Offshore wind energy is expected become a major source of affordable, renewable power for the state, particularly in the New York City metropolitan area and on Long Island, where the electric grid’s energy demand is significant, according to NYSERDA.

More than 20 years ago, Barthelmie led the measurement network for offshore wind resources and wind turbine siting at the Vindeby Offshore Wind Farm, Denmark – the world’s first such array – prior to joining Cornell. Her research was recognized by the European Wind Energy Academy in 2009.

Barthelmie and Pryor have collaborated on research projects, which includes demonstrating that higher frequency and persistence of high-power wind speeds offshore means more reliable and better energy yields for wind turbines.

Said Pryor: “Challenges remain, but the potential for the U.S. to extract carbon-free, clean energy at competitive prices from our coastal waters is enormous. The resource is many times our current total electricity demand.”

In January, New York Gov. Andrew Cuomo released the New York State Offshore Wind Master Plan, which will guide development of 2,400 megawatts of offshore wind energy – enough to power 1.2 million homes in the state with clean energy – by 2030. But more wind energy potential remains, as generating electricity with wind turbines located offshore from New York’s coast has the potential to provide up to 39,000 megawatts of green energy for the state – enough to power 15 million homes, said NYSERDA.

New York state, through NYSERDA, has committed an additional $20.5 million to fund the consortium as part of Cuomo’s Reforming the Energy Vision initiative.
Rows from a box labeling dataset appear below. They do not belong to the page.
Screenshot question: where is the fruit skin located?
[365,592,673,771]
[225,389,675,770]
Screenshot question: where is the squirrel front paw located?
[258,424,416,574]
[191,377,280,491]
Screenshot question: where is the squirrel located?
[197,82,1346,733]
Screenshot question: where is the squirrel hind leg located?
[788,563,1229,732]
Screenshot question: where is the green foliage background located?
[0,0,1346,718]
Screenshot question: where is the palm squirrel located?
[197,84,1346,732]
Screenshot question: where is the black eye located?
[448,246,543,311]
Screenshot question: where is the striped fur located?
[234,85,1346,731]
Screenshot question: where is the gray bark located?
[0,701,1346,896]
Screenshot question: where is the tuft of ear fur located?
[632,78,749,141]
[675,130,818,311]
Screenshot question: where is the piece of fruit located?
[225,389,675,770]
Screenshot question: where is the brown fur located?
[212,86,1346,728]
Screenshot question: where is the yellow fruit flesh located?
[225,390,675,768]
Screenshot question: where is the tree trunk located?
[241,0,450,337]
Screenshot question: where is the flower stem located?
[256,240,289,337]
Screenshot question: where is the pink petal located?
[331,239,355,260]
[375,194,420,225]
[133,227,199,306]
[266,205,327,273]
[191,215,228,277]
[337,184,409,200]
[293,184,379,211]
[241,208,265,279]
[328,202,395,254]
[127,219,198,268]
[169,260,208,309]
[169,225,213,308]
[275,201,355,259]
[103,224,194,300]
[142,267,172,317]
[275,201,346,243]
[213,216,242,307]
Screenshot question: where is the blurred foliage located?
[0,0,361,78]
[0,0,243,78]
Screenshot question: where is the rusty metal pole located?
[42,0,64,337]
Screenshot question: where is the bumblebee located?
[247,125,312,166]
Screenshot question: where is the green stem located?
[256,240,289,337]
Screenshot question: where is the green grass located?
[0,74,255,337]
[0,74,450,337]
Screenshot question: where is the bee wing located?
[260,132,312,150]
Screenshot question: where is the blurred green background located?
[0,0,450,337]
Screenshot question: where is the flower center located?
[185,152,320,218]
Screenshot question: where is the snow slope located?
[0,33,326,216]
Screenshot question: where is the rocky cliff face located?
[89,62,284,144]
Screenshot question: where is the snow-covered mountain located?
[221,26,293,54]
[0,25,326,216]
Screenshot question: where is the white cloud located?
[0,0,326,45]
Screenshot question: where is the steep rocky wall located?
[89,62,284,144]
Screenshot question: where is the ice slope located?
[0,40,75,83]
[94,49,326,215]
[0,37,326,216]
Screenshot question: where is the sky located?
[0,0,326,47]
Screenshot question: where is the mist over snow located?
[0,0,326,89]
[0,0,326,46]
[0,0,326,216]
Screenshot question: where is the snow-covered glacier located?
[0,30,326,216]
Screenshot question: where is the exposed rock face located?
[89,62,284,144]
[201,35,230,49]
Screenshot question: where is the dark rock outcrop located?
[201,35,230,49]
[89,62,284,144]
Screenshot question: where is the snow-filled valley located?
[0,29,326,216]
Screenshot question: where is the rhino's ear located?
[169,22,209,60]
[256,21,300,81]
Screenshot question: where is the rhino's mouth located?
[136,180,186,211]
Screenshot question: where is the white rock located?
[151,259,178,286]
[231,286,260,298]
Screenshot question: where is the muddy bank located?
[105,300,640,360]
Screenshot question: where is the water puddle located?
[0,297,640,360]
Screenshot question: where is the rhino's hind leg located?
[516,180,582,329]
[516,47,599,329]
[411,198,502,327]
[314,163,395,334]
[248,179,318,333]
“New York leads the nation in its commitment to renewable energy, and offshore wind is an affordable clean energy source that will power our future,” Cuomo said. “This consortium cements our role as the national capital of the offshore wind industry and will drive innovation and development, support job creation and bolster our efforts to reduce greenhouse gas emissions and create a cleaner, greener New York for all.”